If you find these goals appealing, why not consider getting involved? C++ programming is not a requirement.
Technical information
- The RTCC project uses the cross-desktop Telepathy Framework as the basis for our work.
- We should try and reuse code from Kopete and other existing code wherever possible. However, this should be balanced with the need to refactor/rewrite where appropriate, to keep the new code true to Telepathy idioms.
Frequently asked questions
- See also: Gkiagia’s Blog: What is Telepathy-KDE?
You can find a list of answers to frequently asked questions here: FAQ.
The plan
- Build components equivalent to a traditional IM application, using Kopete code as much as possible, and integrating with other pillars of KDE, where appropriate.
- Add advanced Telepathy features such as voice/video.
- Build components and convenience classes to enable real-time communication and collaboration features in any KDE SC app that wants them.
Current ongoing large tasks
- Active KTp tasks
- KTp icons
- KDE Connect
- KPeople
- Metacontacts
- Model roles
- New Call UI
- Proper library
- Text UI QML
- KTp Video Call UI
Workflow
- Main page: Getting involved § Workflow
Use of milestones
We're trialing a clever use of milestones suggested by Jeroen van Meeuwen.
How it works
All bugs by default have the milestone future
to indicate that "we'll do it at some point." If we have no intention of doing it, it should not be in Bugzilla.
For each (upcoming) release there is a version-next, such as 0.4-next
. This contains everything we want fixed in the 0.4.x series.

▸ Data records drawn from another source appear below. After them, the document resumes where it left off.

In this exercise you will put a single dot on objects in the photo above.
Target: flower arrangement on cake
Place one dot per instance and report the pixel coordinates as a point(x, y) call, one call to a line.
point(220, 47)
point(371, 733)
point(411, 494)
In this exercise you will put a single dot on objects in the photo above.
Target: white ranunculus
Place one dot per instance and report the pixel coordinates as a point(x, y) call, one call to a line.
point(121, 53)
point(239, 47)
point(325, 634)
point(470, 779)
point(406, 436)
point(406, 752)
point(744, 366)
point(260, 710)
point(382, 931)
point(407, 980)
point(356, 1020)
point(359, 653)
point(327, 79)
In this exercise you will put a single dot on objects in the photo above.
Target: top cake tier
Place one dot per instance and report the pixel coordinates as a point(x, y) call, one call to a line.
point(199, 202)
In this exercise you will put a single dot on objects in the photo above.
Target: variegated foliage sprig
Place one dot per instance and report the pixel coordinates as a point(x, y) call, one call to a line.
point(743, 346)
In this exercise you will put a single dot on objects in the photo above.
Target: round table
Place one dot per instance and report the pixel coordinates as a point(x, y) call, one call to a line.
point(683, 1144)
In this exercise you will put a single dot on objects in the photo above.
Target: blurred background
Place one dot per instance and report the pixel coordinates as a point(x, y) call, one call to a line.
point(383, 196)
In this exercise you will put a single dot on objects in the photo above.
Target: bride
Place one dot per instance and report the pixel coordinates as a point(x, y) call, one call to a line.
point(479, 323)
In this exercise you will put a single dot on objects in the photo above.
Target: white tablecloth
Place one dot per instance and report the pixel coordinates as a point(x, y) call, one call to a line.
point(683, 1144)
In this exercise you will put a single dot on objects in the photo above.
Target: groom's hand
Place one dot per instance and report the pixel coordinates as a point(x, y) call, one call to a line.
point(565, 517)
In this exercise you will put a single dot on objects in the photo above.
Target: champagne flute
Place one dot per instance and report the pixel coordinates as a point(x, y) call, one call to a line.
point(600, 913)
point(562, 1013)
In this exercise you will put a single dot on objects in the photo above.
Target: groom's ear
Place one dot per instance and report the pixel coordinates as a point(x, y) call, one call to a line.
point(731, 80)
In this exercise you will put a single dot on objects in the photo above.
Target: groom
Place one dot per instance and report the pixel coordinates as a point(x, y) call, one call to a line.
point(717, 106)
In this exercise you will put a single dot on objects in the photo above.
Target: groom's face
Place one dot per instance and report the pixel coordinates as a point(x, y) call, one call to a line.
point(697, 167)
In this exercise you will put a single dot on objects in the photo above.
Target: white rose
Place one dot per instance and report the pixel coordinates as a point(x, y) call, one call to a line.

As we approach each release, we create a milestone for its version number (following the example above, the milestone would be 0.4.0
). Any bug we really want fixed before we can finalize that release then has its milestone changed from 0.4-next
to 0.4.0
. Any bug that we are happy to release 0.4.0 with, but still want fixed within the lifespan of the 0.4.x series remains in 0.4-next
. This process then gets repeated for every release.
Summary
0.5.0
= really aiming to fix this in 0.5.00.5.1
= really aiming to fix this 0.5.10.5-next
= aim to fix this at some point in the 0.5 series.
What should have a milestone
Bugs that we know how to fix, have a solid plan for resolving and have the resources to execute. Assigning everything to "0.4.0" when there's no way we can get it done will help no one.
It should remain a small list of high-priority tasks, such that developers can see what is important.
What bugs should I prioritize working on?
Anything tagged for the next release. In the case of the 0.4.0
milestone, then anything in 0.4-next
, and finally anything in future
.
Obviously, being free software, you're free to work on whatever the hell you want.